III. A produção do comum na escola pelas crianças: o difícil endereçamento ao adulto do que concerne às crianças

Na escola, as crianças parecem ser capazes de emitir suas opiniões, valoriza-las e, até mesmo, confrontar o adulto quando esse pensa diferentemente delas. Por outro lado, o endereçamento ao adulto que, frequentemente não a escuta (CASTRO; COLS, 2010), é espinhoso para a criança. Crianças e adultos se posicionam em posições distintas, assimétricas e hierárquicas, para a desvantagem da criança. Mesmo assim, o campo de controvérsias que se cria em torno do que as concerne se estabelece, embora camuflado. O enfrentamento do adulto, que sabe e pode mais, parece acontecer de forma velada em que os conflitos são desdramatizados: as discordâncias, no seu potencial de agredir o outro, tornam-se brincadeiras, quase piadas.

Ao se aproximar a infância e a/o político, como dois campos conceituais que sempre estiveram apartados, coloca-se a tarefa de revisitar a noção de político/a tal como foi produzida nas teorias políticas cujo modelo subjacente de subjetividade se circunscreve à pessoa adulta. Assim, na escola, e com crianças, a emergência do político se reveste de aspectos particulares relacionados às distinções cada vez mais acentuadas nas posições da ordem geracional. Considerando que a formação de um campo adversarial em que se disputam diferentes visões e concepções - de ser e conviver - constitui condição de produção do político, pensamos que tais antagonismos entre crianças e adultos advêm, principalmente, da lenta transformação do processo de filiação. A ordem das identificações parentais se transforma e passa a abrigar identificações outras além daquelas das crianças com a geração dos mais velhos. Assim, sobrepõem-se às identificações com os mais velhos as identificações com os pares, os semelhantes, criando outros vetores de ação e mobilização (KEHL, 2000). As crianças, ao extraírem possibilidades de identificação horizontal, criam outros laços e recriam o mundo diversamente de como posto e comandado pelos adultos. As posições geracionais - jovens e adultos - passam a distinguir-se como lugares que detêm diferentes perspectivas, algumas vezes opostas. Neste sentido, podemos falar de um processo de "politização das relações intergeracionais" (CASTRO; NASCIMENTO, 2013) na medida em que a singularidade da posição geracional dos mais novos tem surgido como um novo aspecto que matiza as relações sociais. Até hoje a geração mais velha tem assegurado sua posição de vantagem sobre os mais novos nas decisões que os concernem; contudo, lentamente, outros cenários se anunciam em que a geração mais nova tem questionado sua posição de desvantagem de participar na construção do mundo ao redor.

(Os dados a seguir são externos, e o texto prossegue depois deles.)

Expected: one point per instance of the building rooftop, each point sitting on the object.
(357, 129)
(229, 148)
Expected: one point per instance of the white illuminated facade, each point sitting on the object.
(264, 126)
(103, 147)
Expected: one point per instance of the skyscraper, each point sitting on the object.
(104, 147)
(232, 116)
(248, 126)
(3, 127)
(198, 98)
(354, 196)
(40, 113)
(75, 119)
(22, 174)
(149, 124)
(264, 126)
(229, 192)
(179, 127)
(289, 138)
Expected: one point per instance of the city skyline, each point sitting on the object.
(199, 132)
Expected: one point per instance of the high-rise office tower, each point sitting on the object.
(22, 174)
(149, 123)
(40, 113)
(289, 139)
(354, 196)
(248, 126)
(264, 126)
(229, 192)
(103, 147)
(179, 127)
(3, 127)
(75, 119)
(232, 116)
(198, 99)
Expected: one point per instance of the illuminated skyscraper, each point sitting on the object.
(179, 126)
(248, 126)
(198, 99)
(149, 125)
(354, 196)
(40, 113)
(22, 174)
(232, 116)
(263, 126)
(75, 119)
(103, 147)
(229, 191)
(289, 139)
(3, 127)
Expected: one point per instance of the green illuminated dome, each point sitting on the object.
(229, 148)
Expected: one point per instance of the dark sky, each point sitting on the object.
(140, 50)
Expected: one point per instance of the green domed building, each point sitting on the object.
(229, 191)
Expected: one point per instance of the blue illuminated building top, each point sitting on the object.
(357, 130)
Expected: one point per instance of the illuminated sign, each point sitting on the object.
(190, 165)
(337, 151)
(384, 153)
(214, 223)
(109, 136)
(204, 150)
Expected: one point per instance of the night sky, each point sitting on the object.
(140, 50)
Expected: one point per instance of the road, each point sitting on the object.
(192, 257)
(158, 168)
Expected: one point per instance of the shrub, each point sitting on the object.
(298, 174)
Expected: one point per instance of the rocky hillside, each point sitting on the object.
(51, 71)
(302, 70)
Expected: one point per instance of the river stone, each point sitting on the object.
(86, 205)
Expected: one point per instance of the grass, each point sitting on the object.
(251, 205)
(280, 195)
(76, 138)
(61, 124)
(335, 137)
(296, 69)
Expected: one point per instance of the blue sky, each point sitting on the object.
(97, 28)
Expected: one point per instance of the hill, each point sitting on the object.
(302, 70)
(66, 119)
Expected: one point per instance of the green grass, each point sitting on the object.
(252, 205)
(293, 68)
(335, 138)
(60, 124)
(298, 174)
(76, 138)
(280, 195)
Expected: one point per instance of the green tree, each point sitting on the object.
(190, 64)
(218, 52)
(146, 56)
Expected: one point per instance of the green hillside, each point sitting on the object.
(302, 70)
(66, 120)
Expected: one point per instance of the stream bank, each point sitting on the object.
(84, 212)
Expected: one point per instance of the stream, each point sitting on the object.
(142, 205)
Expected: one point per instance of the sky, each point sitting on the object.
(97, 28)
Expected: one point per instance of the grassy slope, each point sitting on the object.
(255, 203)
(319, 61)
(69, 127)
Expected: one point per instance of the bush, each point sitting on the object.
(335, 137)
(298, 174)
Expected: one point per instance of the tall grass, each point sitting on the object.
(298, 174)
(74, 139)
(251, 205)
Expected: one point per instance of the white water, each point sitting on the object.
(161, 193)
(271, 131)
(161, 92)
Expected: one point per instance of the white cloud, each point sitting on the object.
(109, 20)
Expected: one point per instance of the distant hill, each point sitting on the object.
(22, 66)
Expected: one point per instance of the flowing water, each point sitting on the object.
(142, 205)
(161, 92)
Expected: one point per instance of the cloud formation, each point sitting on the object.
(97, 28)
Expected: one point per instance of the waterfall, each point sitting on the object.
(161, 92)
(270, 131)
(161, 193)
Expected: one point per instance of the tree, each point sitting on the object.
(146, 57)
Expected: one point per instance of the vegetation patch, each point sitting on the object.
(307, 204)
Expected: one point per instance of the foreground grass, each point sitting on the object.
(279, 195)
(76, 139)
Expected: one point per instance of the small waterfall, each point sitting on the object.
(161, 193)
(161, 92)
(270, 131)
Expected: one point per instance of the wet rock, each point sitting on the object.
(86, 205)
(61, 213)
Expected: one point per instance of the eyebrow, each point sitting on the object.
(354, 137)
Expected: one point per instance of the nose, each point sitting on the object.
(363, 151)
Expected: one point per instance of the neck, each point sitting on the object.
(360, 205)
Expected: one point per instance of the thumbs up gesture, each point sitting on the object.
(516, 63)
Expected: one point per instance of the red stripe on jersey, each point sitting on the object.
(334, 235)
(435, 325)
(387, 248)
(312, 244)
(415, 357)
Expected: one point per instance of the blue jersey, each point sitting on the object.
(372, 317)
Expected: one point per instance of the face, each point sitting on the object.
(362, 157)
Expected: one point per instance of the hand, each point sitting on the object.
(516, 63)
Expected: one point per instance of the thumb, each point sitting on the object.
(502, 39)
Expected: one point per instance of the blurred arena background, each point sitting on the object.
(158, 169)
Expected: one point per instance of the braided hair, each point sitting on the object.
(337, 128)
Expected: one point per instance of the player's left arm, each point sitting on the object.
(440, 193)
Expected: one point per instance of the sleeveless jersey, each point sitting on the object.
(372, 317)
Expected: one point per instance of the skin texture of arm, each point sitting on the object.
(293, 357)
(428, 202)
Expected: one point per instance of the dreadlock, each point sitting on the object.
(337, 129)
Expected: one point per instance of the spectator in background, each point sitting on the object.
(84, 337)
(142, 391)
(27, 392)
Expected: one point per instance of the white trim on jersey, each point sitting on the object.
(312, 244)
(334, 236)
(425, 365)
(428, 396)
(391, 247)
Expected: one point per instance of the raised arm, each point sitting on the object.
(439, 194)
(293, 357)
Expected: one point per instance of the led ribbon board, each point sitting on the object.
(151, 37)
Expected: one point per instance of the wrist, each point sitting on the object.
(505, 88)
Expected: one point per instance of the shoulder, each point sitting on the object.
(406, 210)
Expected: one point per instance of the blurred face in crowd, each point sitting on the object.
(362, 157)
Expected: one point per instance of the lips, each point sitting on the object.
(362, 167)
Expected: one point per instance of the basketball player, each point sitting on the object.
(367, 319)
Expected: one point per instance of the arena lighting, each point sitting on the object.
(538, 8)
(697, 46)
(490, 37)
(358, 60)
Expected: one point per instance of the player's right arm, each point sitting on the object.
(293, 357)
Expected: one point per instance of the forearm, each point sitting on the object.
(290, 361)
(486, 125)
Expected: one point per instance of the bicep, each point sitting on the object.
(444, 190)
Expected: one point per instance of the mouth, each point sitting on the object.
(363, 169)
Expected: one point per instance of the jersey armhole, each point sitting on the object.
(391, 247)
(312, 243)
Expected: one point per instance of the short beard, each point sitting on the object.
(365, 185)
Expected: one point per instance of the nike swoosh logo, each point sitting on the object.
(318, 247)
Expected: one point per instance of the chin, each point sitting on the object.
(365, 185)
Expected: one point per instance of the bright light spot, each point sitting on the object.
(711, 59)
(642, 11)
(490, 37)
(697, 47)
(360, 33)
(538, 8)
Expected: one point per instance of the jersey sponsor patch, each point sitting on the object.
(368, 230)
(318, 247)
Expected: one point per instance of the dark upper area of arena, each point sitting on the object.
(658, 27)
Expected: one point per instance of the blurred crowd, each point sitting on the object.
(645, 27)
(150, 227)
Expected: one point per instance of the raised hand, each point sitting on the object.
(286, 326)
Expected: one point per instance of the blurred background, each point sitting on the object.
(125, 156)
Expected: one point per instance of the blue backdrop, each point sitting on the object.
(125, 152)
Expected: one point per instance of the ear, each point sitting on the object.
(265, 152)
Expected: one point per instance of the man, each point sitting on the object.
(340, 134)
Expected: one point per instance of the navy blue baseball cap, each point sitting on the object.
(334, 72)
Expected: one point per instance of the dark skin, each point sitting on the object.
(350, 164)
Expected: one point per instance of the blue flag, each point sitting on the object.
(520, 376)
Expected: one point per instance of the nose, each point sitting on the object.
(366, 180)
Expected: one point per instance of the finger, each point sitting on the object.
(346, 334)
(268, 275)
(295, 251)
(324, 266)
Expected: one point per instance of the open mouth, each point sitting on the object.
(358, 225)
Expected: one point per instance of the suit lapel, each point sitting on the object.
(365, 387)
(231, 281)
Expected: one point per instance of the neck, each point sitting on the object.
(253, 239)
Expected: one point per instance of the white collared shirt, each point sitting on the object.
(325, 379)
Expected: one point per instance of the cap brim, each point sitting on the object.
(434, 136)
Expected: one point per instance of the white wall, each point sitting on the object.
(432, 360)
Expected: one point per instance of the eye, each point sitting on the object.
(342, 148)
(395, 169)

Abaixo trazemos dois momentos desta pesquisa que ilustram os embates velados que as crianças têm com os adultos no processo de afirmar um ponto de vista geracional distinto. Entretanto, estes embates mostram a tortuosidade dos conflitos, sempre minimizados, mas que não deixam de se apresentar.

O seguinte fragmento da discussão entre as crianças (A) de uma turma, seu professor (F) e a assistente de pesquisa (C) apresenta as tentativas do professor de convencer os alunos de que o recreio serve também para estudar e ler. Uma das crianças anui ao desejo do professor, enquanto outras resistem o quanto podem. O professor resiste também escutar e dar lugar às discordâncias expressas pelas crianças.


Figura 6:
O difícil endereçamento do comum pelas crianças frente ao adulto

No excerto seguinte, as crianças falam abertamente de como veem a importância do recreio. Usam expressões em que se pode notar alguma hostilidade que é logo depois minimizada pelos risos e disfarçada com outras respostas.


Figura 7:
O difícil endereçamento do comum das crianças frente ao adulto.

Em ambos os excertos, os risos aparecem para aliviar a tensão provocada pelas oposições verbalizadas pelas crianças e que podem ser sentidas como hostis pelo professor. Aqui se trata de crianças entre 10 e 12 anos que tentam, de forma velada, colocar seus pontos de vista sabendo que esses divergem do que é delas esperado. Assim, o endereçamento que parece possível às crianças fazerem sobre suas demandas comuns aparece na sua fugacidade e "deformação", quando se disfarça seu potencial de opor por meio de expedientes como a ambiguidade, o humorístico e a obliquidade.

Considerações finais

Buscamos analisar neste trabalho a existência de práticas instituintes de produção de um comum na escola pelas crianças, quando essas assumem um lugar geracional distinto capaz de qualificar singularmente sua experiência. Faz sentido, portanto, argumentar pela "voz pública das crianças" cuja produção assume, sem dúvida, aspectos muito particulares: antes de tudo, não se faz de modo precipuamente discursivo, resultado de deliberações racionais e calculadas. Pelo contrário, tal "voz" assume características relacionadas à condição de existência das crianças e se distingue como um processo de produção de sentidos por meio de movimentos do corpo, afetos, enlaçamentos no espaço-tempo com o outro, territorialização de espaços. Argumentamos, também, que esta "voz pública" da criança parece ser condição de um processo de transformação das relações geracionais em que as identificações horizontais - com os pares - deslocam a centralidade das identificações com a geração dos mais velhos. Neste sentido, torna-se questão o lugar geracional em que cada um se coloca, e como a posição geracional pode constituir a perspectiva que determina e informa a visão de mundo e dos valores. Neste sentido, propomos conceber este processo como uma "politização das relações geracionais" cuja compreensão mais aprofundada ainda se torna necessária no cenário atual das relações entre crianças e adultos.

Enfim, compreendemos que a aproximação do campo da infância com o campo da política/do político requer ainda esforços. Colocar a relevância da participação das crianças na vida social tem sido quase um lugar comum nos estudos atuais sobre infância (ALDERSON, 1999; HILL et al., 2004; SINCLAIR, 2004). No entanto, a aproximação de que estamos falando demanda o trabalho teórico-conceitual de revisitar noções caras às teorias da sociedade e da política, como as noções de democracia, espaço público, e mais recentemente, a noção do comum, para se perguntar: o que a democracia (....) tem a ver com a infância? O que a infância deve ter a ver com a democracia? Responder a tais perguntas torna-se, hoje, necessário e urgente.